Es curioso que sean tan escasos los que vienen al bosque a ver cómo vive y se desarrolla el pino, alzando hacia la luz los brazos de follaje perenne; a ver el perfecto resultado final, su triunfo. La mayoría se contenta con verlo bajo la forma de numerosos tablones llevados al mercado, ¡y considera que ese es el verdadero triunfo! Pero el pino no es más madera que lo que pueda serlo el hombre, y el ser convertido en tablas y casas no es su verdadero y más elevado uso, a menos que la utilidad más real del hombre sea la de ser cortado en pedazos y convertido en abono. Hay una ley superior que afecta a nuestra relación con los pinos lo mismo que con los hombres. Un pino talado, un pino muerto, no es más un pino, en el sentido en que el cadáver de un ser humano no es más un hombre. ¿Puede acaso decirse de quien ha descubierto solo algunas de las utilidades de la barba y el aceite de ballena, que ha descubierto la verdadera utilidad de la ballena? ¿Puede decirse de quien mata al elefante por el marfil, que ha «visto» al elefante? Esos son usos míseros e incidentales; como si una raza más fuerte fuera a matarnos para convertir nuestros huesos en botones y flautas; pues todo puede tener un uso digno o indigno. Toda criatura está mejor viva que muerta, ya se trate de hombres, alces o pinos, y quien lo comprenda debidamente preferirá preservar su existencia, más que destruirla.
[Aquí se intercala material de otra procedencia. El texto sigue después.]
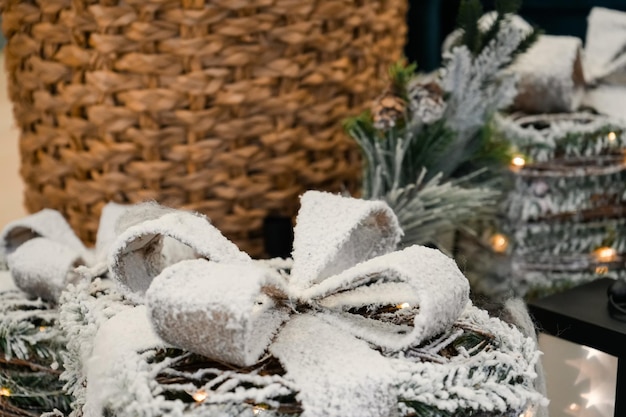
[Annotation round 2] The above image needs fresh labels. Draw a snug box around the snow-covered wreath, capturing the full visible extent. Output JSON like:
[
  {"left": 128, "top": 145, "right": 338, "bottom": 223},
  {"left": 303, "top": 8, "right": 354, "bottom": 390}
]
[{"left": 0, "top": 192, "right": 544, "bottom": 417}]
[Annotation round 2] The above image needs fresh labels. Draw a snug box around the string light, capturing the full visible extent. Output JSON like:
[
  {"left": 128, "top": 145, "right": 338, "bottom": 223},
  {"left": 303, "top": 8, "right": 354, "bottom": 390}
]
[
  {"left": 519, "top": 406, "right": 535, "bottom": 417},
  {"left": 191, "top": 389, "right": 209, "bottom": 403},
  {"left": 593, "top": 246, "right": 617, "bottom": 262},
  {"left": 596, "top": 265, "right": 609, "bottom": 275},
  {"left": 511, "top": 155, "right": 526, "bottom": 169},
  {"left": 489, "top": 233, "right": 509, "bottom": 253},
  {"left": 567, "top": 403, "right": 580, "bottom": 411},
  {"left": 252, "top": 404, "right": 268, "bottom": 416}
]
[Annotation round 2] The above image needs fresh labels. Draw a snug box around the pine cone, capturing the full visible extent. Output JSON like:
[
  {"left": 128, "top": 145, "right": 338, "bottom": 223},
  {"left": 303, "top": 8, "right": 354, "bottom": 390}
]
[
  {"left": 372, "top": 91, "right": 406, "bottom": 129},
  {"left": 407, "top": 81, "right": 446, "bottom": 124}
]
¿Es entonces el leñador el amigo y amante del pino, el que está más cerca de él y mejor comprende su naturaleza? ¿Es al curtidor que lo ha descortezado, o al que le ha extraído la trementina, a quien la posteridad convertirá en la fábula de haber acabado por convertirse en pino? ¡No! ¡no! es al poeta: es él quien realmente hace mejor uso del pino. El que no lo acaricia con un hacha, ni le hace cosquillas con una sierra, ni lo mima con una garlopa; el que sabe, sin hacerle un corte, si su corazón suena a hueco; el que no ha comprado el derecho de tala al municipio en el que se encuentra. Todos los pinos se estremecen y lanzan un suspiro cuando ese hombre pisa el suelo de la floresta. No, es el poeta quien los ama como a su propia sombra en el aire y los deja en pie. Yo he estado en el almacén de maderas, en la carpintería, en la curtiembre, en la fábrica de negro de humo[26] y en el lugar del propio bosque donde extraen la trementina de pinos, abetos y otros árboles; pero cuando a la distancia vi con atención las copas de los pinos que ondulaban y reflejaban la luz en lo alto, por encima de todo el resto de la floresta, me di cuenta de que no es en los sitios que he mencionado donde se hace el mejor uso del pino. No son los huesos, el cuero ni el sebo de aquel hombre lo que yo más aprecio. Es el alma del árbol, no su espíritu de trementina[27], con el cual simpatizo y que cicatriza mis heridas cortantes. Es tan inmortal como la mía, y tal vez vaya a un cielo igualmente elevado, donde seguirá descollando sobre mí[28].
Los cazadores no tardaron en regresar, sin haber divisado un alce, pero, siguiendo mis sugerencias, cargaron una cuarta parte del animal muerto, el cual, junto con nosotros, resultó un peso considerable para la canoa.